On March 24, 2018, Wadler spoke to many people at March for Our Lives in Washington, D.C. She was the youngest speaker at the rally. She talked about why she pushed for the walkout and said that there's a disproportionate number of Black female victims of gun violence in the United States. Instead of holding the protest for 17 minutes like the people at the other schools, Wadler held the protest to last for 18 minutes. The extra minute was for Courtlin Arrington, a girl who was shot at her school in Alabama on March 7. Wadler was initially worried that discussing Black female victims would be considered "off topic", but felt comfortable after finding out about "other students from all over would speak from their experiences". The speech became popular on Twitter, and was praised by famous Black actresses.

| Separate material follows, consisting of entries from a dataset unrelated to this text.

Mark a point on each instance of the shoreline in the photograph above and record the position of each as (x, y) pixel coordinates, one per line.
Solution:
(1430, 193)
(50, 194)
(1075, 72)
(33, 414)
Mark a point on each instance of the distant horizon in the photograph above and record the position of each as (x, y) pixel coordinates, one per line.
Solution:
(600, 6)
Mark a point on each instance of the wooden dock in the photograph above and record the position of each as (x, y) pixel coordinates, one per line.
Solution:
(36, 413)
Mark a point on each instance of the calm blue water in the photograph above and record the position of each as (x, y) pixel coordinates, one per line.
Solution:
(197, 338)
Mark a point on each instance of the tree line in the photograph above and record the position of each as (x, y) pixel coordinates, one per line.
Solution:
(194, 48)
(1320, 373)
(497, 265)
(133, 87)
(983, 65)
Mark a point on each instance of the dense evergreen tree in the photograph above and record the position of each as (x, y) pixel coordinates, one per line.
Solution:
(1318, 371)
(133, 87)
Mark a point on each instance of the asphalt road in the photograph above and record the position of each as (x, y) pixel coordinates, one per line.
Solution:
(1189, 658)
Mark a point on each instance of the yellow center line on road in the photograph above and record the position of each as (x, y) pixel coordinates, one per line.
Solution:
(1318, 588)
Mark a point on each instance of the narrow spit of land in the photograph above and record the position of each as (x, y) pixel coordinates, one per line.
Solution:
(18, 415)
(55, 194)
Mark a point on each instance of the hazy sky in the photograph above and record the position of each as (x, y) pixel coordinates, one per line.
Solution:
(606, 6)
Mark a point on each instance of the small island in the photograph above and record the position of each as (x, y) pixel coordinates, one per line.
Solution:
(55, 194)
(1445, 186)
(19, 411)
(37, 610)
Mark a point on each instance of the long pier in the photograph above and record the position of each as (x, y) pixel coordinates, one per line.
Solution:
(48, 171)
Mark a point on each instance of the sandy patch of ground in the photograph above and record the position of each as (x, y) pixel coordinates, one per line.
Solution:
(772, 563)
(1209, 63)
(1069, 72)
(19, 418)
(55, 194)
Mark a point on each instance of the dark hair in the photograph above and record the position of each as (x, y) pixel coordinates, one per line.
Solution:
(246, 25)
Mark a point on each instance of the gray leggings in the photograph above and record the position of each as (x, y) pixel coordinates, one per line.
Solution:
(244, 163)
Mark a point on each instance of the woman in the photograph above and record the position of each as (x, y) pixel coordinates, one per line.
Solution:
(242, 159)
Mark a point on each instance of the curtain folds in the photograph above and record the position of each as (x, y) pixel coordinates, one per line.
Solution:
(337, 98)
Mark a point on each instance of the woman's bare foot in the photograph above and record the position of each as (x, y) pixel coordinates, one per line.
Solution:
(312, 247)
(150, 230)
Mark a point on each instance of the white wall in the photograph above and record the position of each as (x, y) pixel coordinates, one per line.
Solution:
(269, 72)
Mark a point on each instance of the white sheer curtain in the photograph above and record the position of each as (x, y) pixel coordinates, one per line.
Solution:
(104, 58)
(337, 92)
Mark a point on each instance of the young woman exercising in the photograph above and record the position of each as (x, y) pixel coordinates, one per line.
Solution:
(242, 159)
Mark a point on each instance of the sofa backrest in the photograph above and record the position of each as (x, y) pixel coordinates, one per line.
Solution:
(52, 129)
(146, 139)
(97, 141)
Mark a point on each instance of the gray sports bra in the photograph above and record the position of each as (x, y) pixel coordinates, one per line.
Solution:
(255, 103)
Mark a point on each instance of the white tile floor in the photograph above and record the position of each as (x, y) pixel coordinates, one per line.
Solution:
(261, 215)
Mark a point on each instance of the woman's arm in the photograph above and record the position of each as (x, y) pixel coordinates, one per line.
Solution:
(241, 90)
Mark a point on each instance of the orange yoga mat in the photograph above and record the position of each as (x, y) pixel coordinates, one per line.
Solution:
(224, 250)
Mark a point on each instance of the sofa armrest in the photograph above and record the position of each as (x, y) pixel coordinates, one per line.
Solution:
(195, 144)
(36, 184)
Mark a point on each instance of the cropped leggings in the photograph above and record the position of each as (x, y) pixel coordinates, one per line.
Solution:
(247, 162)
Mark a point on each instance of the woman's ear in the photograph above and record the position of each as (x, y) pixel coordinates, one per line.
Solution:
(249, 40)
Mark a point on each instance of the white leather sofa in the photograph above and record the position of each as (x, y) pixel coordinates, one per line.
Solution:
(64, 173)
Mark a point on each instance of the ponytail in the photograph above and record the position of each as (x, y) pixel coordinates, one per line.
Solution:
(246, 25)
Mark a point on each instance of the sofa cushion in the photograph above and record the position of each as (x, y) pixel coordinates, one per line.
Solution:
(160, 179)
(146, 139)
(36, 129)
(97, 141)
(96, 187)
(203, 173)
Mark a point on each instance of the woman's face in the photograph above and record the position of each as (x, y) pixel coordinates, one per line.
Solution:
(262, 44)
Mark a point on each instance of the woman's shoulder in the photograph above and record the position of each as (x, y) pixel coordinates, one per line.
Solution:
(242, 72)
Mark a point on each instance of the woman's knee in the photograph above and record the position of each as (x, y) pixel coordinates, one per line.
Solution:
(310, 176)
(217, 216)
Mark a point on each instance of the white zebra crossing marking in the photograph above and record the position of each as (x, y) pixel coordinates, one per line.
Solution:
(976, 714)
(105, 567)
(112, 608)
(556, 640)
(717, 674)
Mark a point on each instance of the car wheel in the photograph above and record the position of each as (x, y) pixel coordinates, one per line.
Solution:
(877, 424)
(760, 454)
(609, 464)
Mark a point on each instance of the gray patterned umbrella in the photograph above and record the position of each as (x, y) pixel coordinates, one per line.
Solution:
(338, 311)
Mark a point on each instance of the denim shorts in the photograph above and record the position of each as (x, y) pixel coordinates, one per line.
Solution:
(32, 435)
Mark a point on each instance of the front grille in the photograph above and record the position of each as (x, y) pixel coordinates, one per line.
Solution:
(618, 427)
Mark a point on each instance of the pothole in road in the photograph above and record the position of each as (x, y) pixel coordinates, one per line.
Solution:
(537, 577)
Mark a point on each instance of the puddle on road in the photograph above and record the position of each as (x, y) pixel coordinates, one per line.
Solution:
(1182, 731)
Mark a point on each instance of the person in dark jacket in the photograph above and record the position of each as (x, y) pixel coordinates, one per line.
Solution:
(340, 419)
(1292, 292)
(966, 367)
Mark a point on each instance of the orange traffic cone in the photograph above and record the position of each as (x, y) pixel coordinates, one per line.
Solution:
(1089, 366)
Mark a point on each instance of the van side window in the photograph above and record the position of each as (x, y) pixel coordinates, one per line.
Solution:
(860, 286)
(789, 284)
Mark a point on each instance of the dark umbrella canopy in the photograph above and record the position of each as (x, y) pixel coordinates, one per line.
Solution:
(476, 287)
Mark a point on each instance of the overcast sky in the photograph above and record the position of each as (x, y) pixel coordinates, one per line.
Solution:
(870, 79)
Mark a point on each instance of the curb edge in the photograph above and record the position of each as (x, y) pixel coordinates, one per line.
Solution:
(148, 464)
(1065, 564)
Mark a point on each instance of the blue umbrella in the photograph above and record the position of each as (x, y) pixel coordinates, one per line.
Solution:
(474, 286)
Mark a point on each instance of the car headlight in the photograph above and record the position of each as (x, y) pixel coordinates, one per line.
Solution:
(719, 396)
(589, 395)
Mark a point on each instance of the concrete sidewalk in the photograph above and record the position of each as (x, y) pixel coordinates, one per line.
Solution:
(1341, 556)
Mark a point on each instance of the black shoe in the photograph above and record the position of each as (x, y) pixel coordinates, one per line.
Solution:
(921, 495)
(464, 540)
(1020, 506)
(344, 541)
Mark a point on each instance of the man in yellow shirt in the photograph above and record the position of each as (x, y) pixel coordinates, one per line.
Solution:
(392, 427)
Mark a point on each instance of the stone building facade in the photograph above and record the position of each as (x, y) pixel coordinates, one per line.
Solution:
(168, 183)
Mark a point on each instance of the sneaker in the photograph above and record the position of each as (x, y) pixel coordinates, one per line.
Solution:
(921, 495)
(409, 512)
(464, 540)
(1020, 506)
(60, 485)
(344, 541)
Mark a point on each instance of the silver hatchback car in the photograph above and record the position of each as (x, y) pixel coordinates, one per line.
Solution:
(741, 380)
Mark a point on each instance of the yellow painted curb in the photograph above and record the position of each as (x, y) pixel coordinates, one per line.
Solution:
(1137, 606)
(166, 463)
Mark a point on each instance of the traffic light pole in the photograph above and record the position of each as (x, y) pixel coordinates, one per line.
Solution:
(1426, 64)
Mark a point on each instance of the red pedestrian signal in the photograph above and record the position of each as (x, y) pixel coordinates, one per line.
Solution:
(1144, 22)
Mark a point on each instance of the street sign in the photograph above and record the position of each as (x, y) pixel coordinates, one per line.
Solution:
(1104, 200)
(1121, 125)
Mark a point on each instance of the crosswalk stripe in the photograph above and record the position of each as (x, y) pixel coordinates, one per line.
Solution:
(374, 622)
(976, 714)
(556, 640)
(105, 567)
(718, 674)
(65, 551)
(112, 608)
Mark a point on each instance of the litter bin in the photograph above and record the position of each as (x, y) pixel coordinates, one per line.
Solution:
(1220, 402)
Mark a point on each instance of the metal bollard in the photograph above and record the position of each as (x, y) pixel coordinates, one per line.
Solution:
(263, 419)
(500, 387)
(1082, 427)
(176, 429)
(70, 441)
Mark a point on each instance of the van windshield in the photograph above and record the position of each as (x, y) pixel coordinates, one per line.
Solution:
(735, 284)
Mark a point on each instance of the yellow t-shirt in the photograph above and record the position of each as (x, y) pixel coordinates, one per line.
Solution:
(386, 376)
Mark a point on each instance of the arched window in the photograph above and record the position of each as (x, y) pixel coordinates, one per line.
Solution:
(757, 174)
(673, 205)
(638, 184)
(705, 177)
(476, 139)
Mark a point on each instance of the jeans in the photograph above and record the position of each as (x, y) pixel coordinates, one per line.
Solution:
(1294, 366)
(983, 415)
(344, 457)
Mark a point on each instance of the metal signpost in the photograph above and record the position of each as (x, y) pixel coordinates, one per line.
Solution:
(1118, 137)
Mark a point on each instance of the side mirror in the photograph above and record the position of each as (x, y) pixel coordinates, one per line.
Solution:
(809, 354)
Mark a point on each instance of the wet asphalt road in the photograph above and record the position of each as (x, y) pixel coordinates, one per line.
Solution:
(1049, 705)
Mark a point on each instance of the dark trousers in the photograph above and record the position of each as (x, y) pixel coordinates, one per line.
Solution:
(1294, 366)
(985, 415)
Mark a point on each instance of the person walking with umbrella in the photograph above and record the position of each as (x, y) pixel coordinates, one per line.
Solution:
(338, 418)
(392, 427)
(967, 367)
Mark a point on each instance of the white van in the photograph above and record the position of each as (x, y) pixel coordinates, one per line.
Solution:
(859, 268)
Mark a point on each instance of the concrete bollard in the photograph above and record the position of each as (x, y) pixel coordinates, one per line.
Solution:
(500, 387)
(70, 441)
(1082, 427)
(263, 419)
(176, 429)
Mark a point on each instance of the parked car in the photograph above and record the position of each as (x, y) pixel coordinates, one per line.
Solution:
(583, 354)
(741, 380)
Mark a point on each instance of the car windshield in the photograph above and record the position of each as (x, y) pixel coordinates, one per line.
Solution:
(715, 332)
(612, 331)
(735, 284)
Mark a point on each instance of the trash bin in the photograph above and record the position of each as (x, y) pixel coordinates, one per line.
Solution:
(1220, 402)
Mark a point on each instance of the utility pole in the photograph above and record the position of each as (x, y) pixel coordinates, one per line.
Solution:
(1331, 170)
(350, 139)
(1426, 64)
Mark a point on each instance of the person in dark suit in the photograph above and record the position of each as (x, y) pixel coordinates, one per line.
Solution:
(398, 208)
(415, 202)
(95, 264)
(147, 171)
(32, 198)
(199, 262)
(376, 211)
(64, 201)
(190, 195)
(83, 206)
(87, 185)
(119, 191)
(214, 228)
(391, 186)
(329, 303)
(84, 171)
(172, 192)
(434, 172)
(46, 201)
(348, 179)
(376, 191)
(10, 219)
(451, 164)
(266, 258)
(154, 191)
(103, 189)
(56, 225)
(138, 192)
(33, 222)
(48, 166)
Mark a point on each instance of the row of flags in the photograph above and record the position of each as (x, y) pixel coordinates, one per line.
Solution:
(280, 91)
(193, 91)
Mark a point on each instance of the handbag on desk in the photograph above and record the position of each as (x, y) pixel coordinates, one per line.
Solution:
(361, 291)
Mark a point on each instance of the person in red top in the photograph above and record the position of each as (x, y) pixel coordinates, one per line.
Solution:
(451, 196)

Wadler subsequently spoke at the Women in the World Annual Summit and the Teen Vogue summit. She received a standing ovation for her speech at the Tribeca Film Festival, where she received the Disruptive Innovation Award. Wadler mentioned a Black woman who was killed in the Nashville Waffle House shooting on April 22, 2018, along with three Black men. Wadler asserted that the perpetrator had been offered a bail, which was revoked after additional criminal charges, because he was white. Wadler was also a guest at The Ellen DeGeneres Show. She spoke at the 2020 Davos Economic Forum highlighting racial disparities in addressing gun violence against Black females in the United States saying: "White girls’ lives matter so much more than any black girl who dies in the inner city, or on the way to school. We don’t hear about them, they’re statistics." She was named one of Teen Vogues "21 Under 21" and shared a New York Magazine cover with actress Barbra Streisand.